Jocelyn had tried repeatedly to get a job at the Magic Kingdom. She’d wanted to be Snow White, as if she could snap her fingers and become a princess. In hindsight, she was probably wanting to hide behind a costume and makeup, but when Quenby was a little girl, she thought it magical that her mother wanted to be someone else.
On that fateful day, Quenby’s seventh birthday, Jocelyn had awakened her after midnight and made a game out of their escape. They’d snuck down the steps, Jocelyn’s hand over her mouth, trying not to laugh. Even as a child, Quenby hadn’t thought her mother’s games were funny, but she’d tried to play along. Anything she could do to please the woman she wanted to love her. The woman who didn’t seem to know how to love.

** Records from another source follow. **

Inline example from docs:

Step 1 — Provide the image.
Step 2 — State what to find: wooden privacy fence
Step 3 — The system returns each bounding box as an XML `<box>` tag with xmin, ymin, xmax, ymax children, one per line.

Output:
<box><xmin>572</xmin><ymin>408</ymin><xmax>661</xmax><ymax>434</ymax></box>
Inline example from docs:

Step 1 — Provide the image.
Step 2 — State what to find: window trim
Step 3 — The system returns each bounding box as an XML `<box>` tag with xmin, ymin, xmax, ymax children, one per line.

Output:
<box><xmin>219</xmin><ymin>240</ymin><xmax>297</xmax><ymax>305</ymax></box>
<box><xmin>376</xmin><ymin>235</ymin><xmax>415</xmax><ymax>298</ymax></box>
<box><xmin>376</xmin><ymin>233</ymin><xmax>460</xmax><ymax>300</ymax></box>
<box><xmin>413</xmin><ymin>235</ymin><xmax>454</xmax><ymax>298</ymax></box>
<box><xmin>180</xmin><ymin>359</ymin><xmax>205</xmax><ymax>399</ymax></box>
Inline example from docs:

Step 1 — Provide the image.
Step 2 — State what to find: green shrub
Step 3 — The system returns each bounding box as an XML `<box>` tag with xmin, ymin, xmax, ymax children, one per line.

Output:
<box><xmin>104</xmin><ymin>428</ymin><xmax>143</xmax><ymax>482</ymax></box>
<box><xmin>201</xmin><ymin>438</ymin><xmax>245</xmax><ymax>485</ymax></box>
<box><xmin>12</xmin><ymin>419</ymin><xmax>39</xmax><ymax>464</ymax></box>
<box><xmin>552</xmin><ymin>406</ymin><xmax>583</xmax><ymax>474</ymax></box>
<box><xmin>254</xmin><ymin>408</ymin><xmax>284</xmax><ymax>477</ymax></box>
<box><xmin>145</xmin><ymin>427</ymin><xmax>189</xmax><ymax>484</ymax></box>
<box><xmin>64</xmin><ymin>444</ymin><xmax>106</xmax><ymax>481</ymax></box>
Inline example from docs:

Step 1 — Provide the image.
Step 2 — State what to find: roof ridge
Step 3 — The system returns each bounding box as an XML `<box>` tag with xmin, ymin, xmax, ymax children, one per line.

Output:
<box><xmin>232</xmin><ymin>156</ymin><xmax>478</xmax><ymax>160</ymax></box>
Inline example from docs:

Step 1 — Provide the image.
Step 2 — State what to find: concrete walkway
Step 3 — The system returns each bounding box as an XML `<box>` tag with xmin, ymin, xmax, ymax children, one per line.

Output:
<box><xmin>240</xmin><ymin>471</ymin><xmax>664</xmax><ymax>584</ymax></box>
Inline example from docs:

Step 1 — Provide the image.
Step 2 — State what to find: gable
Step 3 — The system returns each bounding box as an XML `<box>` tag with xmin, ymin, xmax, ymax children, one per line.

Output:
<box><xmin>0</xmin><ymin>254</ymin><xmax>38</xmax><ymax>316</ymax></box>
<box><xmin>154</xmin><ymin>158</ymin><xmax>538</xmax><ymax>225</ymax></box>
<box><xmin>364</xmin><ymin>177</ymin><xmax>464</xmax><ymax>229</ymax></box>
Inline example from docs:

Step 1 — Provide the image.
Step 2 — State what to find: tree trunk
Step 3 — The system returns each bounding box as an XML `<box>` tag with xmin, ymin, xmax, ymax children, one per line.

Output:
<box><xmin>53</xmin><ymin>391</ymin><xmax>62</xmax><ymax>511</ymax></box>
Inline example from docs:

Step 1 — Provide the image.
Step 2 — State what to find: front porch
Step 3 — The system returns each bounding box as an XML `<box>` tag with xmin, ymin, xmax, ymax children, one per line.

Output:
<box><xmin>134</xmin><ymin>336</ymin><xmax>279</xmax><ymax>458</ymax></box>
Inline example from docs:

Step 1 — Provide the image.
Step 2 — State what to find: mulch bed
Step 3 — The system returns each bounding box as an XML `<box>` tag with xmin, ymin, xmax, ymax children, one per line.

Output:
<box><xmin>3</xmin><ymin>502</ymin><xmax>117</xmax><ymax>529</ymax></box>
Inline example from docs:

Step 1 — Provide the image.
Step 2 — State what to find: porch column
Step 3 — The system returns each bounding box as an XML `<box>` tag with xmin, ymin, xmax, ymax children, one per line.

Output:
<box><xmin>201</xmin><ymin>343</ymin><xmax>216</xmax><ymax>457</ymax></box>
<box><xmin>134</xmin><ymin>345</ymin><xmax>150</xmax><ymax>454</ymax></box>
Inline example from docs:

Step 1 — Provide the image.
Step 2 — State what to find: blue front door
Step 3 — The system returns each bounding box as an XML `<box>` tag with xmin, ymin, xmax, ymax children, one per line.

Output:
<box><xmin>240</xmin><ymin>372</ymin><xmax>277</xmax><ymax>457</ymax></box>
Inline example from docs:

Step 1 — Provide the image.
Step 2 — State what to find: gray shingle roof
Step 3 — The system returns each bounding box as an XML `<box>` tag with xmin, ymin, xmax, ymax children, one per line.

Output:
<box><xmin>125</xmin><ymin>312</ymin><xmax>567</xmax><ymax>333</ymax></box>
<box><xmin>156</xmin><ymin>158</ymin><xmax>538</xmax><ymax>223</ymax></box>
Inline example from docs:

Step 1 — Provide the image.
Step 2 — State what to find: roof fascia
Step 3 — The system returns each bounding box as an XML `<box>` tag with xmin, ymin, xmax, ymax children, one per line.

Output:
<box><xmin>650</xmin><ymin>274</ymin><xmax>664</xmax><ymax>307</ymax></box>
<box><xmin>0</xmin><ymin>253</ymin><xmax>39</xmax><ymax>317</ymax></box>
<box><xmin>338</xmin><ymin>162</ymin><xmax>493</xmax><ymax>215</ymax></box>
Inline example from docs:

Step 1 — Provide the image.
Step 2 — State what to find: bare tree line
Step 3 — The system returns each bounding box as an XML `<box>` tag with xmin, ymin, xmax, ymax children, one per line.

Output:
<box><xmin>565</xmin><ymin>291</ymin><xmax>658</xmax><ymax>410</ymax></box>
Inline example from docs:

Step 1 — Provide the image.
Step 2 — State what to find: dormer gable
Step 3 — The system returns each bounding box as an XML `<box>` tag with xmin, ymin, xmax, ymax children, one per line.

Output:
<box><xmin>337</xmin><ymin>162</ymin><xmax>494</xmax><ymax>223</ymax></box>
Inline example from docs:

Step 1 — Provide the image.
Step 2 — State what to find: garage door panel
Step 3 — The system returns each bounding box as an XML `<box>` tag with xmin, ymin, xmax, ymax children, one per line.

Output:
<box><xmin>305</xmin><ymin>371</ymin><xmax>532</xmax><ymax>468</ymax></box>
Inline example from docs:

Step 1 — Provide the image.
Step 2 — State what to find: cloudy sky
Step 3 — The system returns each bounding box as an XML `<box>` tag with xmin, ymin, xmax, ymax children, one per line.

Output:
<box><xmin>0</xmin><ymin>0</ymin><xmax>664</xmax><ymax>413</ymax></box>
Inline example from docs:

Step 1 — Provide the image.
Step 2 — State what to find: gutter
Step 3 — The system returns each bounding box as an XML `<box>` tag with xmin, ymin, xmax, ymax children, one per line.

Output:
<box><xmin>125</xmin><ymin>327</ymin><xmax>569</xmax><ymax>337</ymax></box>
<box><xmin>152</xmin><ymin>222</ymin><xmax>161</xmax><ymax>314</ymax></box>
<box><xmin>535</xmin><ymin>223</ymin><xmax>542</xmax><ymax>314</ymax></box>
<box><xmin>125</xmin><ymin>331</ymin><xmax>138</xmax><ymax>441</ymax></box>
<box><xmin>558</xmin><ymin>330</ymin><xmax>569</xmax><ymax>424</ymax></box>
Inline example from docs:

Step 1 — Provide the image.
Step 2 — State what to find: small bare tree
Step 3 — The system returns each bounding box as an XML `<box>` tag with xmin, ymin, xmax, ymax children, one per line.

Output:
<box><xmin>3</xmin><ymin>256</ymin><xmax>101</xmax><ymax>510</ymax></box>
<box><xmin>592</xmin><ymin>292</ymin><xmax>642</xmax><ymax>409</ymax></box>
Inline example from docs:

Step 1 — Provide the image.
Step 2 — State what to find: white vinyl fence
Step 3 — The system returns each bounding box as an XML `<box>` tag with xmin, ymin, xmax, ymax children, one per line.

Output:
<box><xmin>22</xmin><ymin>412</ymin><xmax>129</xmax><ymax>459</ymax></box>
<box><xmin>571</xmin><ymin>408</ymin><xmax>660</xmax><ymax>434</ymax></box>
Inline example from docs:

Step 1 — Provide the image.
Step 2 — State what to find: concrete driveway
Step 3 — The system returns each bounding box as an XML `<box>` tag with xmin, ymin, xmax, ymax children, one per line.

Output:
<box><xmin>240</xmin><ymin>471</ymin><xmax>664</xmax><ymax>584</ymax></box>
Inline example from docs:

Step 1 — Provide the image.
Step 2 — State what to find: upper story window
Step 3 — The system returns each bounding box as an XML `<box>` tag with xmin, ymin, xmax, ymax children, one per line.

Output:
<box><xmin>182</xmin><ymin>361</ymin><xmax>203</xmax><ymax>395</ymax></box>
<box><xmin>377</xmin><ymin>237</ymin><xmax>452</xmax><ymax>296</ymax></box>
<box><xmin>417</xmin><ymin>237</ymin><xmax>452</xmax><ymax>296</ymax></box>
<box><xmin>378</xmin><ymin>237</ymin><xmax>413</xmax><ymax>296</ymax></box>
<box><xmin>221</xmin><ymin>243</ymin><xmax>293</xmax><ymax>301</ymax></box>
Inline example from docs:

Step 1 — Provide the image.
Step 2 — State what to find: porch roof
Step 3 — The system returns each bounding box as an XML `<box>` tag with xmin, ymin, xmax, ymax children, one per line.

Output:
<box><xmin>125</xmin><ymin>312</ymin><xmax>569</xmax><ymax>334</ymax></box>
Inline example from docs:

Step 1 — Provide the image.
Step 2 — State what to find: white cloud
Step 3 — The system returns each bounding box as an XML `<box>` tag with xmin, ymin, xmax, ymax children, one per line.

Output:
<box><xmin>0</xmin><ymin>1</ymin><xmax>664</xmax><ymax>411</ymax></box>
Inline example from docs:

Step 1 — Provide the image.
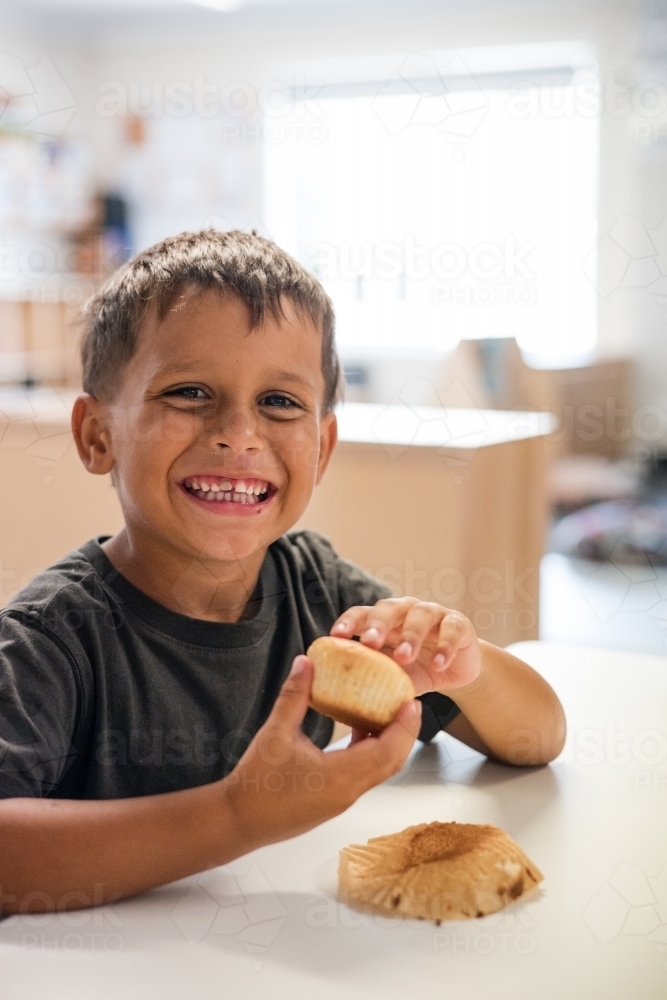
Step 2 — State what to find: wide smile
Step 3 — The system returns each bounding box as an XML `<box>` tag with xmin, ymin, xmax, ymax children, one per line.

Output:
<box><xmin>179</xmin><ymin>476</ymin><xmax>278</xmax><ymax>514</ymax></box>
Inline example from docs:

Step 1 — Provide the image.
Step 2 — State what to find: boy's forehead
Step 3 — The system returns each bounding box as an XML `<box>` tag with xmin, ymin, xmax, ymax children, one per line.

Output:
<box><xmin>133</xmin><ymin>290</ymin><xmax>323</xmax><ymax>387</ymax></box>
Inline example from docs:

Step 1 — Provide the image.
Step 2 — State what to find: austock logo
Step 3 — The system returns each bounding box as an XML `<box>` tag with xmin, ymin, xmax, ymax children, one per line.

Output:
<box><xmin>583</xmin><ymin>862</ymin><xmax>667</xmax><ymax>972</ymax></box>
<box><xmin>171</xmin><ymin>865</ymin><xmax>287</xmax><ymax>971</ymax></box>
<box><xmin>0</xmin><ymin>52</ymin><xmax>76</xmax><ymax>139</ymax></box>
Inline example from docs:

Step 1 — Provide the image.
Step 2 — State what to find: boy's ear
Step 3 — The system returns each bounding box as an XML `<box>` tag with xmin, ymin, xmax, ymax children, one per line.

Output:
<box><xmin>315</xmin><ymin>412</ymin><xmax>338</xmax><ymax>483</ymax></box>
<box><xmin>72</xmin><ymin>392</ymin><xmax>115</xmax><ymax>476</ymax></box>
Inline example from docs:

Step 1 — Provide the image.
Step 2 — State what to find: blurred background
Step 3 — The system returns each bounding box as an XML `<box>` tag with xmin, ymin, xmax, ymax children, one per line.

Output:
<box><xmin>0</xmin><ymin>0</ymin><xmax>667</xmax><ymax>653</ymax></box>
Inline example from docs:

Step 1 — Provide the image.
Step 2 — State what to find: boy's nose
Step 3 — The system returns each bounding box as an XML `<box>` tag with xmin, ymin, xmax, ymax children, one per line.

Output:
<box><xmin>210</xmin><ymin>406</ymin><xmax>263</xmax><ymax>451</ymax></box>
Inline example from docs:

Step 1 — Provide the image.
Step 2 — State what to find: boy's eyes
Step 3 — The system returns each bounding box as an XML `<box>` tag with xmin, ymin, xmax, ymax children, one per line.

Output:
<box><xmin>164</xmin><ymin>385</ymin><xmax>303</xmax><ymax>412</ymax></box>
<box><xmin>259</xmin><ymin>392</ymin><xmax>301</xmax><ymax>410</ymax></box>
<box><xmin>165</xmin><ymin>385</ymin><xmax>208</xmax><ymax>399</ymax></box>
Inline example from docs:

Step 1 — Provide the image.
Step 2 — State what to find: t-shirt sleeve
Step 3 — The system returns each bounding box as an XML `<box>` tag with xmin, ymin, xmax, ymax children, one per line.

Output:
<box><xmin>0</xmin><ymin>614</ymin><xmax>79</xmax><ymax>798</ymax></box>
<box><xmin>337</xmin><ymin>558</ymin><xmax>394</xmax><ymax>615</ymax></box>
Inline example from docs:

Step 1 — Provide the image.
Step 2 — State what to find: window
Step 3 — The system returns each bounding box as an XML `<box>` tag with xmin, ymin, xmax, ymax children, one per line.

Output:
<box><xmin>265</xmin><ymin>47</ymin><xmax>598</xmax><ymax>364</ymax></box>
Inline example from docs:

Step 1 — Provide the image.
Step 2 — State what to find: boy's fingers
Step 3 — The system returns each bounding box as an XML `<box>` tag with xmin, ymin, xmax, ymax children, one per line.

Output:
<box><xmin>266</xmin><ymin>656</ymin><xmax>313</xmax><ymax>729</ymax></box>
<box><xmin>359</xmin><ymin>597</ymin><xmax>417</xmax><ymax>649</ymax></box>
<box><xmin>433</xmin><ymin>611</ymin><xmax>471</xmax><ymax>670</ymax></box>
<box><xmin>329</xmin><ymin>606</ymin><xmax>372</xmax><ymax>639</ymax></box>
<box><xmin>394</xmin><ymin>601</ymin><xmax>444</xmax><ymax>665</ymax></box>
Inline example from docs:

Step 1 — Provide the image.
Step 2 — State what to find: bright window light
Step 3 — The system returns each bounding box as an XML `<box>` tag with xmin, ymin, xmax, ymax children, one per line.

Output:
<box><xmin>265</xmin><ymin>47</ymin><xmax>598</xmax><ymax>364</ymax></box>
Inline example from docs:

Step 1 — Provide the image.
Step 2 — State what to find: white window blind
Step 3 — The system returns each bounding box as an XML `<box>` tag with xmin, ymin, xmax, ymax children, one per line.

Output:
<box><xmin>265</xmin><ymin>44</ymin><xmax>598</xmax><ymax>364</ymax></box>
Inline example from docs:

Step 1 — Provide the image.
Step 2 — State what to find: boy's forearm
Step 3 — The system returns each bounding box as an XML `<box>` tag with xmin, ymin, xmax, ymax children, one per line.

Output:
<box><xmin>443</xmin><ymin>640</ymin><xmax>565</xmax><ymax>765</ymax></box>
<box><xmin>0</xmin><ymin>781</ymin><xmax>247</xmax><ymax>914</ymax></box>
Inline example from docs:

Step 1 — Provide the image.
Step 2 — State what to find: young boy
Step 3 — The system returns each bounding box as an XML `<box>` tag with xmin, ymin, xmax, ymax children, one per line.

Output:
<box><xmin>0</xmin><ymin>231</ymin><xmax>564</xmax><ymax>913</ymax></box>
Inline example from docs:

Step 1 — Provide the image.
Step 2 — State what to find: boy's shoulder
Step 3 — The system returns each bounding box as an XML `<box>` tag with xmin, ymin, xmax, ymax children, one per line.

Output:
<box><xmin>0</xmin><ymin>539</ymin><xmax>113</xmax><ymax>631</ymax></box>
<box><xmin>271</xmin><ymin>529</ymin><xmax>392</xmax><ymax>616</ymax></box>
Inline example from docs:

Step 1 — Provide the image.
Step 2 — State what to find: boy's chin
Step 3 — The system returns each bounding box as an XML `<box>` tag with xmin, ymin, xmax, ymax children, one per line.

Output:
<box><xmin>179</xmin><ymin>524</ymin><xmax>284</xmax><ymax>563</ymax></box>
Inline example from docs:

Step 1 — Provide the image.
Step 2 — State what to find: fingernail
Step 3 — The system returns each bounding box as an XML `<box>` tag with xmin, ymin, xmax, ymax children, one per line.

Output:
<box><xmin>290</xmin><ymin>656</ymin><xmax>306</xmax><ymax>677</ymax></box>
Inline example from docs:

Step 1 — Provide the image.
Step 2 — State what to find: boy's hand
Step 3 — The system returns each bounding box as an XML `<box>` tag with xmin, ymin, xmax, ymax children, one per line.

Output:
<box><xmin>222</xmin><ymin>656</ymin><xmax>421</xmax><ymax>853</ymax></box>
<box><xmin>331</xmin><ymin>597</ymin><xmax>482</xmax><ymax>695</ymax></box>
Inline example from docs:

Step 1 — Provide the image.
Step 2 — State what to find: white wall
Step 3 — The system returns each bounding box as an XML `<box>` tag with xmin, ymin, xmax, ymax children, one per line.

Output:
<box><xmin>6</xmin><ymin>0</ymin><xmax>667</xmax><ymax>438</ymax></box>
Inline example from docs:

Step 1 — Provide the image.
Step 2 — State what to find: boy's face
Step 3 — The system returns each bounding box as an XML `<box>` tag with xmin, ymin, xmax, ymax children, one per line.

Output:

Grammy had done the best she could after Jocelyn left, trying to help Quenby heal. She’d taken Quenby to church and spent a chunk of her retirement fund on a counselor who threw around words like abandonment and attachment disorder. Words that made Quenby feel as if she could never break free of the cage that adults around her called circumstances. At times, it seemed Quenby and the counselor were playing dodgeball. She tried to duck when these words were thrown her way, but sometimes they hit. When they did, they stung.
She rose from her bed and opened the patio door, overlooking the bay.
Did Mr. Knight know where her mother was? Perhaps when he had researched Quenby, he’d found Jocelyn Vaughn as well. Perhaps he would give her the information if she asked.
She had spent much of her life searching for people, but she’d never even searched Google for Jocelyn. Part of her still wanted to find her mother and ask why. Why hadn’t she left her in the safety of her grandmother’s care instead of leaving her alone at Disney? Why hadn’t she even said good-bye?
But she’d been too scared to inquire, afraid perhaps that this incident that rocked her world hadn’t affected her mother at all. That after the Dumbo ride, Jocelyn had gone on with her life freely, relieved she no longer had to care for her daughter. Grateful, even, that Quenby was gone as she started a new family, birthing new children to replace the old one who’d never been able to make her happy.